“Serve you right to suffer, serve you right to be alone, because you’re still livin’ in days done past and gone … ” jangles that marvellous blues number played by one of the most awesome duets known in blues history, Van “the Man” Morrison and John Lee Hooker. The latter dude went through such rough times and a poor education he later on in life had to do research to figure out when he was born, or so the music urban legend goes. It is just the lyrics I am not keen on, no one needs to suffer.
I always sympathise with people who go through depression as I am no stranger to it. There is no way this writer from China is as bad as he used to be, but the malaise has taught MacKenzie compassion.
Of late I have come face to face again with that old, spiritless foe, what Winston Churchill called “the black dog”. Along with it came its spectral companion, anxiety, yanking its ice-cold metal chain around my throat at 2am in the morning and I wake up here in Shanghai and wonder where my wife and I will end up living. On paper we can be sponsored by the family to that lovely country I have spent some time in, New Zealand, but, oh but and what if … When my old foe anxiety slinks into my bed at 2am I have learned to just not think. About the only problem I can solve at that time is two plus two equals five. All the sugar and serotonin levels are way down. And if I cannot sleep, well, you cannot force yourself to sleep. The internet is an amazing invention for insomnia: reading requires too much concentration, watching movies is too much noise but the internet? Just surf around for an hour or two till tired enough to go back to pillow worship.
Erich Fromm, whose books such as The Art of Loving I think are so cool, has a wonderful analogy. The human eye (play on human “I”) is only unhealthy when it can more or less just see itself or an aspect of itself such as a cataract or myopia. It is completely healthy when it cannot see itself at all, but is only aware of its surroundings. I think, beloved reader, the profound message should be clear. When we are only considering others or are absorbed in constructive projects (I like to think this blog is one) it is very difficult to slide into “the slough of despond”. Or rather, one gets out of the bog rather quickly.
By the way, that is precisely what I was doing in that previous blog, “Things I just LOVE about China”. That blog started as a “gratitude list” exercise to wipe away the cobwebs of melancholy. A gratitude list is just that: you write down all the things you can be thankful for, instead of sorrowing about all the things you do not have or wish you could change. You can start with things like having eyes, ears, hands, the ability to walk, then progress to having a job to go to and even throw in fun stuff like having Niknaks and Crunchy bars (cheesy, moreish crisps and a popular SA chocolate bar respectfully to those non-Saffers reading this). You can also throw in talents and achievements; we tend to forget what we have achieved.
But that gratitude list I wrote I realised had become a blog and from most of the reaction I got, including personal emails, I made quite a few people’s days.
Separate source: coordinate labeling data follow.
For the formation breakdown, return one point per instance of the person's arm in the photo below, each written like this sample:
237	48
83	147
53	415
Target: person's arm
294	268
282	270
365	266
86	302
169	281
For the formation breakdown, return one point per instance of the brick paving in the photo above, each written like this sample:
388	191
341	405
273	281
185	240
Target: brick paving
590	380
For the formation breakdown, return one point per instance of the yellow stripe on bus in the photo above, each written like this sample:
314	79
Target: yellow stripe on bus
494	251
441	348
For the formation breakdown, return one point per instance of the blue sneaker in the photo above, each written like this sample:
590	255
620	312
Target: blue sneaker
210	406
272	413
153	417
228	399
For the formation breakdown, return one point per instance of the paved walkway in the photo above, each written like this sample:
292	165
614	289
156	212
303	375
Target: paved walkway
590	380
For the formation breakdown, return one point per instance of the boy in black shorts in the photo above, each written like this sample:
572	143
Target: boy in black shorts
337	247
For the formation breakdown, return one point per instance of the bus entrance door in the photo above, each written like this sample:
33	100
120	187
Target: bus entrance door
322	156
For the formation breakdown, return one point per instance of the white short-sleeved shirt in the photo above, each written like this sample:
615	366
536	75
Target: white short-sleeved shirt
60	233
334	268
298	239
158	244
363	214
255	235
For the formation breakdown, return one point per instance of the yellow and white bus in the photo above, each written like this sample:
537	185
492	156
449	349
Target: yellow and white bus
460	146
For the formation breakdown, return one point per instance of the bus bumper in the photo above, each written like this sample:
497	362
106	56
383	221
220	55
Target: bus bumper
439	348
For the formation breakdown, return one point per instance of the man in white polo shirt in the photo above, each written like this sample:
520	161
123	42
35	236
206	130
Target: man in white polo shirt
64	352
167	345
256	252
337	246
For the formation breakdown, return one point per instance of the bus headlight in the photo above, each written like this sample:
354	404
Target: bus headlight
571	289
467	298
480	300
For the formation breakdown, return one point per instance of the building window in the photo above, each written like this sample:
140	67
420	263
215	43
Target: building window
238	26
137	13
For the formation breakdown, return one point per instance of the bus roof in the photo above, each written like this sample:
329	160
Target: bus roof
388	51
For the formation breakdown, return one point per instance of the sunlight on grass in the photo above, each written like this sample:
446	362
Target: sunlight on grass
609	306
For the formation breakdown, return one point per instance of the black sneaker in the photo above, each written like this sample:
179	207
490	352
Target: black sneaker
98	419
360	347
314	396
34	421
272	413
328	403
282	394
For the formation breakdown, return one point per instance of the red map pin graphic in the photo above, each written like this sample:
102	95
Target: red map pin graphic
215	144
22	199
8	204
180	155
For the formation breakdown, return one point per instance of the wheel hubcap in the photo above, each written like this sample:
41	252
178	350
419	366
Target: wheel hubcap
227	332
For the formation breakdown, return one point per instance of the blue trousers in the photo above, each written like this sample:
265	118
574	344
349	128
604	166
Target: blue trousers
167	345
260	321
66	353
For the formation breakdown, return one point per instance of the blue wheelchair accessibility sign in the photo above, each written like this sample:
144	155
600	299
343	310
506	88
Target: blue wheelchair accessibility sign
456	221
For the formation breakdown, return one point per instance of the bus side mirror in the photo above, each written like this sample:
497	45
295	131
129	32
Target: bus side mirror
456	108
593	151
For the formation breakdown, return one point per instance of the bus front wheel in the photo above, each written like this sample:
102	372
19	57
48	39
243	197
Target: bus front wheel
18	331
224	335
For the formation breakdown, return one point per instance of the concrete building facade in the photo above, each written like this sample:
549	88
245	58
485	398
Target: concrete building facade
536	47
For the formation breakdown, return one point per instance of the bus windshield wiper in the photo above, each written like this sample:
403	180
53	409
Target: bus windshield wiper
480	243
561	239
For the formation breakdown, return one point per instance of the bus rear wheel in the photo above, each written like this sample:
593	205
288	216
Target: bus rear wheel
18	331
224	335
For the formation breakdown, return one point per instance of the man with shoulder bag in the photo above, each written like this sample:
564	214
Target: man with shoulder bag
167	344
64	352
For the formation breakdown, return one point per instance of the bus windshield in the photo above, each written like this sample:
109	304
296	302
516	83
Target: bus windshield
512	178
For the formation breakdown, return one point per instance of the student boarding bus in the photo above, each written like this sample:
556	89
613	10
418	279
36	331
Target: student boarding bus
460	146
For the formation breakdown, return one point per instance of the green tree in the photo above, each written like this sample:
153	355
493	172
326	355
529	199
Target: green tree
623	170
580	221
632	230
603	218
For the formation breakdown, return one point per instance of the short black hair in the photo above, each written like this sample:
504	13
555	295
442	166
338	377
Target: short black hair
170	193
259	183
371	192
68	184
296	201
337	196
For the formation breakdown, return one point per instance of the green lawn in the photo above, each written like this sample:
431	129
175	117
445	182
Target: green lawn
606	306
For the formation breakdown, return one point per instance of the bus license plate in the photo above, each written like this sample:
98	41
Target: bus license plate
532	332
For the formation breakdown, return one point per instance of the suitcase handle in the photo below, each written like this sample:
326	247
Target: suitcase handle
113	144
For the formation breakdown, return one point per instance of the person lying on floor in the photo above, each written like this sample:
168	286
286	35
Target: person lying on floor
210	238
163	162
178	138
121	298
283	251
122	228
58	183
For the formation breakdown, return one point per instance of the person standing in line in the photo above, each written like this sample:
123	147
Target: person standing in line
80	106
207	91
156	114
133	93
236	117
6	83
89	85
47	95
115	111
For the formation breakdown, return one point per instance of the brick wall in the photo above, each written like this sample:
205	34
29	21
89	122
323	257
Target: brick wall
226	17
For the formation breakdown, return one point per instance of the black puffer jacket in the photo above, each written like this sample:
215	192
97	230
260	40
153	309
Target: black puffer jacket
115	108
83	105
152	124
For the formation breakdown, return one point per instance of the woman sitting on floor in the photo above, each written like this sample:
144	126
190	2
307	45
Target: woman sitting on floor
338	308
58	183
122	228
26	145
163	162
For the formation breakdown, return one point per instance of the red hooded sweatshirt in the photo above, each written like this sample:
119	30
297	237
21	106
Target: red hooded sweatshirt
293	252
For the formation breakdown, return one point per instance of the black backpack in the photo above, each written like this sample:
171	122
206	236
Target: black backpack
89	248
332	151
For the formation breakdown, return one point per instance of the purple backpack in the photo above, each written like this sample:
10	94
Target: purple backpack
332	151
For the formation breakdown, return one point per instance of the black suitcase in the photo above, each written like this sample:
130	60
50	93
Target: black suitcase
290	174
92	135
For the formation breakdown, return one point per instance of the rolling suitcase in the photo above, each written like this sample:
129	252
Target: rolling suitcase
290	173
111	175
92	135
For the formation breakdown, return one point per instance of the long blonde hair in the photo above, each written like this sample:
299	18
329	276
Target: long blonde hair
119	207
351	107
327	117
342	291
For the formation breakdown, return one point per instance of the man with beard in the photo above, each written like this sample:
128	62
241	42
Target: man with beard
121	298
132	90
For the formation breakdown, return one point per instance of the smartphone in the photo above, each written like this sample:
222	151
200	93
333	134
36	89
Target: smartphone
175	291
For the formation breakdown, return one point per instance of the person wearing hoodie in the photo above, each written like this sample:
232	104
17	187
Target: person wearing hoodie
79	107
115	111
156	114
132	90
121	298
And that is the ultimate wonder about getting back into a tingling, energising mindset: you start to impact other people in an upbeat manner. When I walked out my home to go to work after writing the “Things I just LOVE about China” blog everyone just seemed so much more friendly. And the Chinese really can be. A policeman in the lift had a chat with me. I am nervous around police but he was such a pleasant chap. It was all the usual, somewhat quaint questions that are typical in their culture: “Did you have breakfast?” (Saying hello is regarded as too abstract.) What did you have for breakfast? “What apartment number?” “Are you going to work?” “What work do you do?” “What rent do you pay?” And no, it was not an interrogation.
The positive effects on me have affected the children I teach. I used to teach children motivation and confidence-building, those “soft” life skills. So this week I am teaching simple NLP*. I get a child to come up and stick his arm up in front of him. I tell him I am going to try and push his arm down with two fingers. Umph. I can’t. I then get him to say something positive, like, “I am a winner” over and over again. I still cannot push his arm down. I then get him to say something negative, like, “I am a loser”, and his arm turns to water. Then the activity is related to goals and the wonderful example of Florence Chadwick, the swimmer who in 1952 could not see the coastline because of the fog and gave up swimming. She later said she would have made it to the coastline if she could have just seen land. In class we then discuss that people who have something realistic they can aim for — while living in the now — tend to be stronger, happier people with a sense of purpose.
I started those lessons this morning and my whole body prickled: There was such aliveness in me. There was the thought that what I was teaching was so empowering for these little ’uns, something they will hopefully remember and use in the years to come and the tough times. The scripture rightly says, “When the storm comes” not “If the storm comes”.
I have taught children since 1989. And I have had the privilege of children years later telling me they remembered and applied the simple tools, be it the gratitude list or affirmations.
So depression, perhaps ironically, has taught me to value and enjoy life more.
More Chinese chicken soup for the soul?
*I am aware of the dangers of NLP and unrealistic expectations people can have of themselves and they then come crashing down. I just regard it as one small but effective tool in the toolbox for having a happy life.